2024 : 11 : 24
Mahmood Dehqan

Mahmood Dehqan

Academic rank: Assistant Professor
ORCID:
Education: PhD.
ScopusId:
HIndex: 0/00
Faculty: Department of literature
Address:
Phone: 01135305014

Research

Title
Identities in Pedagogical Acts in Teacher-Learners’ Interactions: A Conversation Analytic Study of EFL Classrooms
Type
Thesis
Keywords
Conversations Analysis, Classroom Interactional Competence, Epistemics, Institutional Identities, Non-Institutional identities
Year
2024
Researchers Soheyl Kargar(Student)، Mahmood Dehqan(Advisor)، Sajjad Pouromid(Advisor)، Baqer Yaqubi(PrimaryAdvisor)

Abstract

Existing research into the language classroom discourse have recurrently highlighted its institutional nature. In and through their institutional interaction, language teacher and learners have also been shown to display their orientations to their institutional identities of teacher and learner on a turn-by-turn basis so as to materialize language learning as the institutional business of this setting. A considerable body of studies has also shed light on how teachers may incorporate non-institutional identities into the language classroom interaction to manage momentary pedagogical concerns.
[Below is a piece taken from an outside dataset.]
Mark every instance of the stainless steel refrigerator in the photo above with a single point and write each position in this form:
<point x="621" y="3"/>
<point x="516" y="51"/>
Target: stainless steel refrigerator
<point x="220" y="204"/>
Drawing on 22 hours of video-recorded data from Iranian English-as-a-Foreign-Language (EFL) classrooms, this study aims to explore the pedagogical possibilities of invoking institutional and noninstitutional identities in the moment-by-moment unfolding of the language classroom talk. Employing a conversation analytic (CA) approach toward the treatment of the interactional data, this study showcases the interactional negotiation identities in two ways. On the one hand, it illustrates how language learners reproduce their teacher’s institutional identity to resolve their own momentary interactional troubles. The data analysis in these cases shows that the learners make relevant their teachers’ institutional identity using two interactional practices: (1) downgrading their certainty; and (2) displaying their lack of sufficient knowledge. On the other hand, the present study also shows how the teachers invoke the language learners’ non-institutional identities to provide them with contingent assistance upon the emergence of their interactional troubles.